Piloci włoskiego lotnictwa wojskowego do końca listopada stacjonowali w Malborku w ramach misji paktu NATO pn. Baltic Air Policing. Polega ona na zabezpieczeniu przestrzeni powietrznej państw północno - wschodniej flanki NATO, czyli Litwy, Łotwy i Estonii.
Podczas działań realizowanych na lotnisku 22. Bazy Lotnictwa Taktycznego w Krasnołęce włoska pani pilot znalazła zabiedzoną, czarno-białą kotkę. Nazwała ją Liquirizia, czyli Lukrecja. Nie mogła jej jednak zabrać do Włoch, więc kotka trafiła do domu tymczasowego. Ogłoszenie adopcyjne przeczytał wójt gminy Stare Pole Marek Szczypior.
- Zobaczyłem tego kota w ogłoszeniu wystawionym w Internecie. Rzucił mi się w oczy i pomyślałem, że go wezmę. Proszę wyobrazić, jakie było moje zdziwienie, kiedy przy odbiorze okazało się, że została ona znaleziona przez włoskich pilotów – opowiada Marek Szczypior, wójt Starego Pola.
To już czwarty kot, który zamieszkał w domu wójta. Lukrecja szybko odnalazła ze starymi domownikami wspólny język.
Gmina pamięta o zwierzętach
Wójt z Lukrecją na rękach pozuje na zdjęciu zamieszczonym na profilu Urzędu Gminy Stare Pole w mediach społecznościowych. Ich wspólną historią chce zainspirować innych mieszkańców gminy. W opublikowanej wiadomości urzędnicy przypominają, że w mroźną zimę koty wolno żyjące mogą nie przetrwać bez pomocy człowieka.
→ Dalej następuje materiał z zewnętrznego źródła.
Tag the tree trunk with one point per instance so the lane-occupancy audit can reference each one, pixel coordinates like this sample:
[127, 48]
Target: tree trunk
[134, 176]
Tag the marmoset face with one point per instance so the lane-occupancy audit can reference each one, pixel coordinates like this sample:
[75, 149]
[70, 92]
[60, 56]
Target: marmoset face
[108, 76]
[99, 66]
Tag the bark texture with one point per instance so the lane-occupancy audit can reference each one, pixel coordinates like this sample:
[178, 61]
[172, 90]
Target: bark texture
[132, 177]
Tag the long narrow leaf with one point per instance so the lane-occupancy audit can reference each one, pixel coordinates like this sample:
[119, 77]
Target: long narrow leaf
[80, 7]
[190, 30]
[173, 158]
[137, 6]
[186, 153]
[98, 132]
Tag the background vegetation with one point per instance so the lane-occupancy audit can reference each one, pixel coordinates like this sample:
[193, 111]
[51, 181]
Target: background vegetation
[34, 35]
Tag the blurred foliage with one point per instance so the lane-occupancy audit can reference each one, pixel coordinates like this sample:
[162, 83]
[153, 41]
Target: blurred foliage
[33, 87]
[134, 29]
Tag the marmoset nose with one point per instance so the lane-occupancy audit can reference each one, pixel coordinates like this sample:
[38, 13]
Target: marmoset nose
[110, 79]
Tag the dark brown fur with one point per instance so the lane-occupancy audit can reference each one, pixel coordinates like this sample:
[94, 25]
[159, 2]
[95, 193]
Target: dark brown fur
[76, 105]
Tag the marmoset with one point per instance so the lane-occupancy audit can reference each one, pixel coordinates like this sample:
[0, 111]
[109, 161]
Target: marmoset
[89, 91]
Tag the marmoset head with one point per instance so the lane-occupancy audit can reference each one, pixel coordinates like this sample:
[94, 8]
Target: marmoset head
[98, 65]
- W naszej gminie jest wielu ludzi o gorącym sercu, którym los tych niezwykle pożytecznych zwierząt nie jest obojętny, którzy zdecydowali się na ich dokarmianie zimą. Przypominamy, że osoba która zgłosi się w Urzędzie Gminy, jako karmiciel kotów wolno żyjących, może nieodpłatnie otrzymać określoną ilość karmy - informują urzędnicy.